Thanks! I haven't, since ChatGPT worked just fine. I suspect Claude would be good at this too but have yet to try. I have so many ideas like this, so I've got plenty of chances to test different LLMs.
I used to think Google was a giant that couldn't be toppled. With more and more articles coming out like this, I'm less certain. Now is a pivotal moment in Google's history. If they can truly weed out spam, reward good content, and match or exceed ChatGPT and Perplexity in the AI department (in the very near future), their iron grip on the search engine market will remain. I'm uncertain they can do any of those things. Thoughts?
Google just had an income of $23B in the last three months (7.6B a month). Whether their results are good or bad, this is their goal. Whatever billions OpenAI makes they are from paying customers and I would guess it's revenue and not income. Google is making $23B off of mainly FREE products.
There is a very long road to Google losing dominance. It will happen because everything dies but I would bet that's a long way away.
I have a special interest in the post-mortem story of tech companies from the 70's, 80's, 90's, 00's. The HP, DEC, IBM, WordStar, RIM. I love the stories and the patterns they provide.
Most companies reach a size and tenure where they are still trying to grow by a certain percentage every year. They had grown year after year, but as they saturate the market or the market starts to shift they can't grow at the same rate they once did. As they turn into a stable dividend type company ideally growth should more match general market growth, but still growing.
Google makes a lot of its money from showing ads to those using search. They are facing your classic innovator's dilemma. The upstart that can't do 1/100th of what you can, but that one thing it can do it does so much better and they start taking customers and they start climbing that classic S curve of growth. Many of these companies built themselves internally for growth, not for sustainability. Internal incentives cause them to bleed the smartest and brightest & outsource whole departments rather than simplifying. Layers of bureaucracy slow down everything further letting those scrappy startups go after opportunities that the old guard couldn't.

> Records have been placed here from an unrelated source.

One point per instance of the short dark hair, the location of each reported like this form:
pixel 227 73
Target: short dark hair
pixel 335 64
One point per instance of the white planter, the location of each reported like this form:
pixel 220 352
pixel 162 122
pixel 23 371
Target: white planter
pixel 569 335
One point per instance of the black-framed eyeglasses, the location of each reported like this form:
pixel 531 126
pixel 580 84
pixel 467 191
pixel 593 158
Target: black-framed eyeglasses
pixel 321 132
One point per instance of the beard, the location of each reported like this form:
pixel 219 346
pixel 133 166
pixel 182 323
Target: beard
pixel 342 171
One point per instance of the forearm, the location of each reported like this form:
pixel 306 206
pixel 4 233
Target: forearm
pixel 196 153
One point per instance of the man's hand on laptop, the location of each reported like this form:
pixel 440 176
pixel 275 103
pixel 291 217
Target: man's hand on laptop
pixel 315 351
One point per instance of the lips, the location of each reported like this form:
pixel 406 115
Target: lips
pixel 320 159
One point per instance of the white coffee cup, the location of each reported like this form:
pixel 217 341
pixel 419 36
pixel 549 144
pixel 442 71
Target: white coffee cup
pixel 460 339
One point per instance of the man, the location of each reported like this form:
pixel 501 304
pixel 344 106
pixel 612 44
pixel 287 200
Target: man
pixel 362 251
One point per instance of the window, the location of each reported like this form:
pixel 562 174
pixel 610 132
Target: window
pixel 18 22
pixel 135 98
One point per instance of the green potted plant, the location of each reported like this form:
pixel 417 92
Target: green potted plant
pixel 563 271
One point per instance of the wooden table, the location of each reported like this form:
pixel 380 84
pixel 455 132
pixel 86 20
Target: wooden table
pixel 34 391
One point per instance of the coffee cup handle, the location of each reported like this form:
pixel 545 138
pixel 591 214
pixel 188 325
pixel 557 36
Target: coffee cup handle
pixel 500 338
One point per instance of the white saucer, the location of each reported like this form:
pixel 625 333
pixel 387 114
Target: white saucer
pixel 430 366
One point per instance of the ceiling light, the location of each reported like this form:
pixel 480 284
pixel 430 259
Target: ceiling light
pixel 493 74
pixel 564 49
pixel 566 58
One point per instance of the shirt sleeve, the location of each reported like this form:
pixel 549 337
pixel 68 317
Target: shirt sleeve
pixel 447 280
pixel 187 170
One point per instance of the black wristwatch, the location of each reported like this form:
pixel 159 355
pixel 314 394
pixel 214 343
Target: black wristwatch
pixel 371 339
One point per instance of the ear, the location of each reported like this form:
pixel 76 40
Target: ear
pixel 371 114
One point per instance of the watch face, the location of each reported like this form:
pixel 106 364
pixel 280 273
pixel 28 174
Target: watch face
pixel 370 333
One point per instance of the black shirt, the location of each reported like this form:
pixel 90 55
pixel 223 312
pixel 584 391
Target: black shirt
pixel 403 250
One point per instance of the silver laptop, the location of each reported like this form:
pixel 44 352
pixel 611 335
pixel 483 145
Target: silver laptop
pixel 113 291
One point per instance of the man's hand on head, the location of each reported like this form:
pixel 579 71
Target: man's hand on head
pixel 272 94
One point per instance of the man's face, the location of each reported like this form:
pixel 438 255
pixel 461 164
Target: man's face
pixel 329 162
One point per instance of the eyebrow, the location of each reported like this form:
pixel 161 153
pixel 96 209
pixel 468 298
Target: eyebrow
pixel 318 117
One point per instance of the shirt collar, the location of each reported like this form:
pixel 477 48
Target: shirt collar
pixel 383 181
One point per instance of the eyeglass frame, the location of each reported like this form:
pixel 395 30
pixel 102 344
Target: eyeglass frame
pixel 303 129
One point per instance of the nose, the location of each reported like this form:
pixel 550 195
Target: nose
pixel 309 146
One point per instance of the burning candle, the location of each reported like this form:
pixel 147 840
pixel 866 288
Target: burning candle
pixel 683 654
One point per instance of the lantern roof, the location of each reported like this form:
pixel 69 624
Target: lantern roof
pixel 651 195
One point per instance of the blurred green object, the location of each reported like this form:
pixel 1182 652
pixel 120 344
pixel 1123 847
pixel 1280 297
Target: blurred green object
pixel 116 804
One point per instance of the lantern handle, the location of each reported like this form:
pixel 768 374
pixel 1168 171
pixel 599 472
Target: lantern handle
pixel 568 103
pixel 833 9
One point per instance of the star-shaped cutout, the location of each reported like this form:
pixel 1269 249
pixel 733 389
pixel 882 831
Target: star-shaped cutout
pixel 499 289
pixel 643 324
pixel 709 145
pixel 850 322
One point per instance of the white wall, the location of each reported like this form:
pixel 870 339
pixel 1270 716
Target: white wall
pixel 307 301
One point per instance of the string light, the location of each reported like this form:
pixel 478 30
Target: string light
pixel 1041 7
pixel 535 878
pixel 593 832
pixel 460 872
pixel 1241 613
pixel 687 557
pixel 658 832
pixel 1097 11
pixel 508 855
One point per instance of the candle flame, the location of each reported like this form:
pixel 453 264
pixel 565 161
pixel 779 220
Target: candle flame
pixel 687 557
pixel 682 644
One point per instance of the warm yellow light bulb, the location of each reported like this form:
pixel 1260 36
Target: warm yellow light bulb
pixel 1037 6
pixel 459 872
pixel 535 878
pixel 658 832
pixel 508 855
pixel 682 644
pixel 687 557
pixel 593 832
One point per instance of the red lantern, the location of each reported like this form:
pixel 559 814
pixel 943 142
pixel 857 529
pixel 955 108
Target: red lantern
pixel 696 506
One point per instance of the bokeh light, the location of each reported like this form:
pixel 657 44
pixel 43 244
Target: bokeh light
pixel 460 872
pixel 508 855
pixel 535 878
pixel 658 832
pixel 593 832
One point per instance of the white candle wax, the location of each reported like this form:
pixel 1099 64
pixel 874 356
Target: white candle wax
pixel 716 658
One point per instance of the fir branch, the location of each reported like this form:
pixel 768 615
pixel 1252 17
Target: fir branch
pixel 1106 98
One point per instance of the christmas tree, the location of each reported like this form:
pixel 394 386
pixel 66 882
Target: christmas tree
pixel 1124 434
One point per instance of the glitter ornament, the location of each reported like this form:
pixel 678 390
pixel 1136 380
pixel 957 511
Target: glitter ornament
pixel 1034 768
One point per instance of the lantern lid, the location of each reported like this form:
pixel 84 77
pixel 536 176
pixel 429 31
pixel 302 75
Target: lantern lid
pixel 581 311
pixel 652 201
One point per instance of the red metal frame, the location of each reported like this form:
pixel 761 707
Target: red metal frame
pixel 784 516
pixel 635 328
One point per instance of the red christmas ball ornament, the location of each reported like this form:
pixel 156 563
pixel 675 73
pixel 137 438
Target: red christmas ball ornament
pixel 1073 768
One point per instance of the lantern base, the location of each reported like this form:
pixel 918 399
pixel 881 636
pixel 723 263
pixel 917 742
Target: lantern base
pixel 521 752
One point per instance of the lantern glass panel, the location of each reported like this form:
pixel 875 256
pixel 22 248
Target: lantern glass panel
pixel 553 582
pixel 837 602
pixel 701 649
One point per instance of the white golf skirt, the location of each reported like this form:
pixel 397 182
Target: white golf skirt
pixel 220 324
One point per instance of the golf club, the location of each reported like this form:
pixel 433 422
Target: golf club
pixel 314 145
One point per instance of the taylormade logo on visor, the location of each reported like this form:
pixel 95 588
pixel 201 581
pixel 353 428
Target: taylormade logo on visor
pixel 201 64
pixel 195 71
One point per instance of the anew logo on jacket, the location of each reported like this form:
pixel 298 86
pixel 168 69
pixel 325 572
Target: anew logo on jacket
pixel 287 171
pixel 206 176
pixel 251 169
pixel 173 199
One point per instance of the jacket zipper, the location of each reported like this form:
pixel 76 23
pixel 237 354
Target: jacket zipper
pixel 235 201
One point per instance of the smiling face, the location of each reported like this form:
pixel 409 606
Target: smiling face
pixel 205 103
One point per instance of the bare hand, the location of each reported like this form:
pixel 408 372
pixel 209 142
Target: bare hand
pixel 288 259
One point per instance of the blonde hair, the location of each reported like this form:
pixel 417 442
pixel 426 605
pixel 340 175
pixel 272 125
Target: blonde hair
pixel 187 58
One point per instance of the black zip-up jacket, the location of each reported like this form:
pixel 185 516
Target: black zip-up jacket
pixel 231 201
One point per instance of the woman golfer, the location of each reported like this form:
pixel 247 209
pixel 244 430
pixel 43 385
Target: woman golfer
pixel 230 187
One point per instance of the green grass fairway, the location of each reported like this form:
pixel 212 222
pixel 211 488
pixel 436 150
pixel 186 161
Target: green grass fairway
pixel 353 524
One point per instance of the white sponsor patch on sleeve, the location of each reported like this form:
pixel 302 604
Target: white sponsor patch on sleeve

No one thinks Google will go from 23B to 0 by next quarter, no the thing they are talking about is when companies like this don't go from 23B to 25B, but instead to 22.9B.
Y Combinator teaches startups all about the beginning of the diffusion of innovation because that is what is most important. I could probably give a little class on the other side of it, call it the missing lesson or something fun. The value isn't in learning how to not get into the same trap, but to understand your competition better and how to learn what is most likely going on internally and how to exploit it.
> The value isn't in learning how to not get into the same trap, but to understand your competition better and how to learn what is most likely going on internally and how to exploit it.
I only use Yandex.com for organic search results for the last 6-9 months. Every few hundred queries I use Google. 90% of the time I am cross referencing several LLMs to get a general understanding of a topic or problem I want to learn more about before searching for dedicated discussions using Yandex. Google search results are a huge waste of time for me. If Yandex fails me I switch between Bing and Yahoo search.
Yup, this is Google's AOL moment. The execs can't do anything at this point besides throw tantrums and demand more shit be put on the dumpster fire. More ads. More seo spam.